La Costituzione della Repubblica Italiana, all’Art. 3 indica già la più bella definizione di pari opportunità: “Tutti i cittadini hanno pari dignità sociale e sono eguali davanti alla legge, senza distinzione di sesso, di razza, di lingua, di religione, di opinioni politiche, di condizioni personali e sociali. È compito della Repubblica rimuovere gli ostacoli di ordine economico e sociale, che, limitando di fatto la libertà e l’eguaglianza dei cittadini, impediscono il pieno sviluppo della persona umana e l’effettiva partecipazione di tutti i lavoratori all’organizzazione politica, economica e sociale del Paese.”

Nell’assegnare alla Repubblica il compito di rimuovere gli ostacoli che impediscono il pieno sviluppo della persona umana, è esplicitamente indicato che ogni cittadino deve fare quel salto di qualità culturale necessario che garantisca fin dalla più tenera età che ogni uomo e ogni donna siano partecipi alla costruzione del benessere del Paese.

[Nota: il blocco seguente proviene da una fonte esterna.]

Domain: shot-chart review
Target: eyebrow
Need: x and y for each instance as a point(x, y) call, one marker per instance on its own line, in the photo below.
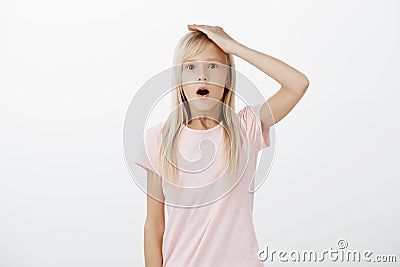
point(207, 59)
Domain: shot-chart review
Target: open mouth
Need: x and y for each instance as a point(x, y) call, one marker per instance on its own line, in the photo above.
point(202, 92)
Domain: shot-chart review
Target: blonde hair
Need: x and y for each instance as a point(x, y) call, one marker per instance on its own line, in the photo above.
point(191, 44)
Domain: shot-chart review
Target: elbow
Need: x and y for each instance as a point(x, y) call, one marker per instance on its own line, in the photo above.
point(304, 84)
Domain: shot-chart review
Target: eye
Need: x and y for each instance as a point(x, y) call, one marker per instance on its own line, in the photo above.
point(212, 65)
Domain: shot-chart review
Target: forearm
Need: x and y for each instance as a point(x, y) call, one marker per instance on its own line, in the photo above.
point(281, 72)
point(153, 246)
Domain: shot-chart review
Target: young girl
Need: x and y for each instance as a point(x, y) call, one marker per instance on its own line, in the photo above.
point(210, 227)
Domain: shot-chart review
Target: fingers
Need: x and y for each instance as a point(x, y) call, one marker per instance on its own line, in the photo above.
point(202, 27)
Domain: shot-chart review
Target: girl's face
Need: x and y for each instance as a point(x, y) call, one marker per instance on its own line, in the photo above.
point(204, 77)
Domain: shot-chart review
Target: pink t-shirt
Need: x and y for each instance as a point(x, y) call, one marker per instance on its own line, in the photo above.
point(221, 233)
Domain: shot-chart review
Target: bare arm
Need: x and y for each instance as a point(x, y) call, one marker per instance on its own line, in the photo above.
point(155, 221)
point(293, 83)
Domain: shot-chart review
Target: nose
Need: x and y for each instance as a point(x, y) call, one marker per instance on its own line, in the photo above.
point(202, 77)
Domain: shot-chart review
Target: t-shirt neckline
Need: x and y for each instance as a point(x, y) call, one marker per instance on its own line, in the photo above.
point(203, 131)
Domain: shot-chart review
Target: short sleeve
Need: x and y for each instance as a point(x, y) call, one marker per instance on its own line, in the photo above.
point(250, 118)
point(146, 157)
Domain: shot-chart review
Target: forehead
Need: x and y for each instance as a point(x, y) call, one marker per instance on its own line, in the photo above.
point(211, 53)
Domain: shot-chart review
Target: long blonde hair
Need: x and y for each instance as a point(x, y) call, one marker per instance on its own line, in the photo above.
point(191, 44)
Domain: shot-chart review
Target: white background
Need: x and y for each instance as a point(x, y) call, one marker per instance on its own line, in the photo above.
point(69, 69)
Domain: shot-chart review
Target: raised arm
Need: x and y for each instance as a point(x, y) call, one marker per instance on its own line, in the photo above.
point(293, 83)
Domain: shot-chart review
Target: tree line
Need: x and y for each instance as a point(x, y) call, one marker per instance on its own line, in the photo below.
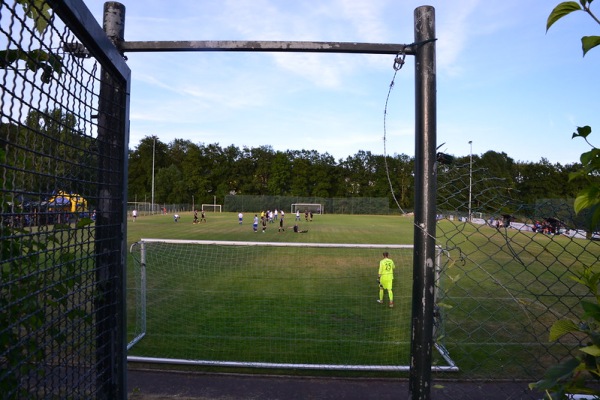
point(186, 172)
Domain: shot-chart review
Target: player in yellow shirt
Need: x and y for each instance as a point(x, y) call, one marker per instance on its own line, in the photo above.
point(386, 278)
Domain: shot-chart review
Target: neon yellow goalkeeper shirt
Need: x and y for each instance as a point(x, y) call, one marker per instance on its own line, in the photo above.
point(386, 269)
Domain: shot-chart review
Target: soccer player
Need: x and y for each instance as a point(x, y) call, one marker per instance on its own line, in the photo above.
point(386, 278)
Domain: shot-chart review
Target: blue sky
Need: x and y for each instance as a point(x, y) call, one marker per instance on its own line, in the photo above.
point(502, 81)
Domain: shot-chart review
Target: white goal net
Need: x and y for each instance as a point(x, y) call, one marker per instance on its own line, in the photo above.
point(267, 305)
point(308, 207)
point(212, 207)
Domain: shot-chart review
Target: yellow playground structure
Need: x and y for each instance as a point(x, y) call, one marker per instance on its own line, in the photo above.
point(68, 202)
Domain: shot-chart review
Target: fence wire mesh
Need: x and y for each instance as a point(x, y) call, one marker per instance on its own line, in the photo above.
point(60, 307)
point(506, 279)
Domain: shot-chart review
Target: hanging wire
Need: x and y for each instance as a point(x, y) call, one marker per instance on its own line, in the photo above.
point(398, 63)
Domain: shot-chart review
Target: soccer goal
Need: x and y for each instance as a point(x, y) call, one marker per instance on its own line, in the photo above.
point(302, 207)
point(268, 305)
point(212, 207)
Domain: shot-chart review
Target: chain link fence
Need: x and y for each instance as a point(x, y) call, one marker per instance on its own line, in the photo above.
point(506, 278)
point(63, 143)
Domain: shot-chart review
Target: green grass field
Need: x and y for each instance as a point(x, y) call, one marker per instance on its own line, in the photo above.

Se si vuole ridurre il contesto al puro ambito lavorativo, sempre la nostra Costituzione recita all’Art. 37:
“La donna lavoratrice ha gli stessi diritti e, a parità di lavoro, le stesse retribuzioni che spettano al lavoratore. Le condizioni di lavoro devono consentire l’adempimento della sua essenziale funzione familiare e assicurare alla madre e al bambino una speciale adeguata protezione.”
E qui viene evocata la figura della madre, che all’interno del nucleo della Società, la famiglia, deve poter agire in un contesto consapevole del ruolo che ricopre. Ma va posta attenzione anche al fatto che non tutte le donne hanno sperimentato l’esperienza della maternità, perciò non tutte hanno gli stessi bisogni e non per tutte la realizzazione personale e prefessionale coincide negli obiettivi e nelle possibilità fisiche o economiche.

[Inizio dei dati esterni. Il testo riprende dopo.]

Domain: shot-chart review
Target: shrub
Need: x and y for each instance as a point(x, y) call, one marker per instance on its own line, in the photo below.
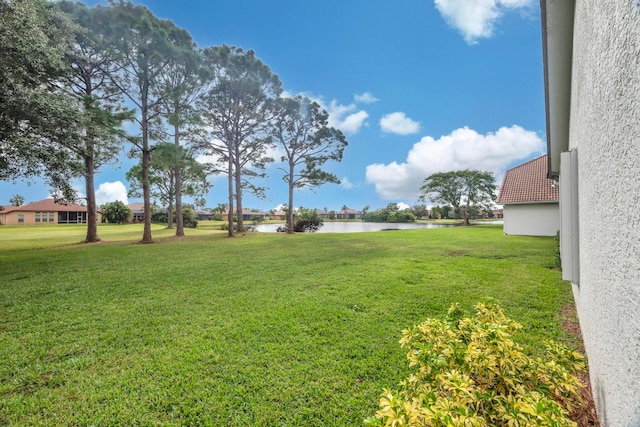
point(469, 372)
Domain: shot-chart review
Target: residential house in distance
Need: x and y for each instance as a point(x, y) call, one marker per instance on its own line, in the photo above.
point(530, 199)
point(204, 214)
point(45, 211)
point(137, 209)
point(349, 214)
point(592, 95)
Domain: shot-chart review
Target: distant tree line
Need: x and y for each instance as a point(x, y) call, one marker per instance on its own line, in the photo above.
point(70, 74)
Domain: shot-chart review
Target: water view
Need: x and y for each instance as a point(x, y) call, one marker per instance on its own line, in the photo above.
point(358, 227)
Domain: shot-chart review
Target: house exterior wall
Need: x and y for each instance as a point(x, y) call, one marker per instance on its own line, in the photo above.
point(29, 218)
point(531, 219)
point(605, 131)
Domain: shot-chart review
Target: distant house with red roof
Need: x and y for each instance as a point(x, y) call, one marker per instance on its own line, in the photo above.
point(530, 200)
point(45, 211)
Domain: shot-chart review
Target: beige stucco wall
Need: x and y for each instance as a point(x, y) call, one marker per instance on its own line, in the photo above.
point(605, 129)
point(11, 218)
point(540, 219)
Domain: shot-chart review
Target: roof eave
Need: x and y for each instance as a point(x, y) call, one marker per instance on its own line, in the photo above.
point(557, 51)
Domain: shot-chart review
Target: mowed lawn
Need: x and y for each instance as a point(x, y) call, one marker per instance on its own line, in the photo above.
point(259, 330)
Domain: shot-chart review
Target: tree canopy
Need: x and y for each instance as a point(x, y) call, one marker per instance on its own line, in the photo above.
point(236, 111)
point(301, 129)
point(34, 115)
point(460, 189)
point(166, 159)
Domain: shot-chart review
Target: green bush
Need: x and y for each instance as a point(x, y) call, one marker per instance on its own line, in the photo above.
point(469, 372)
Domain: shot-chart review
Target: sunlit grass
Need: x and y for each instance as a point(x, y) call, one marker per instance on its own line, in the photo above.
point(263, 329)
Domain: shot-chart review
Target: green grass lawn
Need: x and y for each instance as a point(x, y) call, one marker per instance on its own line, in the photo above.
point(259, 330)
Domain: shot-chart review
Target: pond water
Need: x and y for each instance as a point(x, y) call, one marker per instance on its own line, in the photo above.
point(358, 227)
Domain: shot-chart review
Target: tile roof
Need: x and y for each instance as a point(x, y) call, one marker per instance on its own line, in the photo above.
point(528, 183)
point(46, 205)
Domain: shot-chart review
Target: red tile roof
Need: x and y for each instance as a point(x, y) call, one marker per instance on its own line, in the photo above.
point(46, 205)
point(528, 183)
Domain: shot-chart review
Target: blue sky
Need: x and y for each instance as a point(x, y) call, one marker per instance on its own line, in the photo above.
point(417, 87)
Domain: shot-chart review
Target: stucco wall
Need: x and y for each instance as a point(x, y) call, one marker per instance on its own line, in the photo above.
point(605, 128)
point(541, 219)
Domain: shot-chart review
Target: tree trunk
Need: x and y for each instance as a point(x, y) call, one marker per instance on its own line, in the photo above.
point(178, 174)
point(92, 225)
point(240, 222)
point(146, 158)
point(290, 210)
point(170, 214)
point(238, 176)
point(230, 182)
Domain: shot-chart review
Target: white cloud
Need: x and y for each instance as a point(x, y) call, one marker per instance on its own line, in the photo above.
point(463, 148)
point(110, 192)
point(345, 183)
point(345, 118)
point(399, 124)
point(365, 98)
point(476, 19)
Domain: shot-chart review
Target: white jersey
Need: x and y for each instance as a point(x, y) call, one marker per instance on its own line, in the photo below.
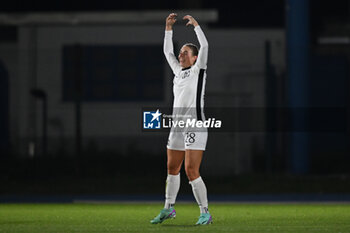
point(189, 83)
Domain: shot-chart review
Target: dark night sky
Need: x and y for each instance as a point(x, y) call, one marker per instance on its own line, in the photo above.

Un respiro molto più ampio infatti è dato dall’Agenda 2030 delle Nazioni Unite con l’obbiettivo 5, determinato a “Raggiungere l’uguaglianza di genere e l’autodeterminazione di tutte le donne e ragazze”. La parità di genere non è solo un diritto umano fondamentale per tutti i popoli, ma la condizione necessaria per un mondo prospero, sostenibile e in pace.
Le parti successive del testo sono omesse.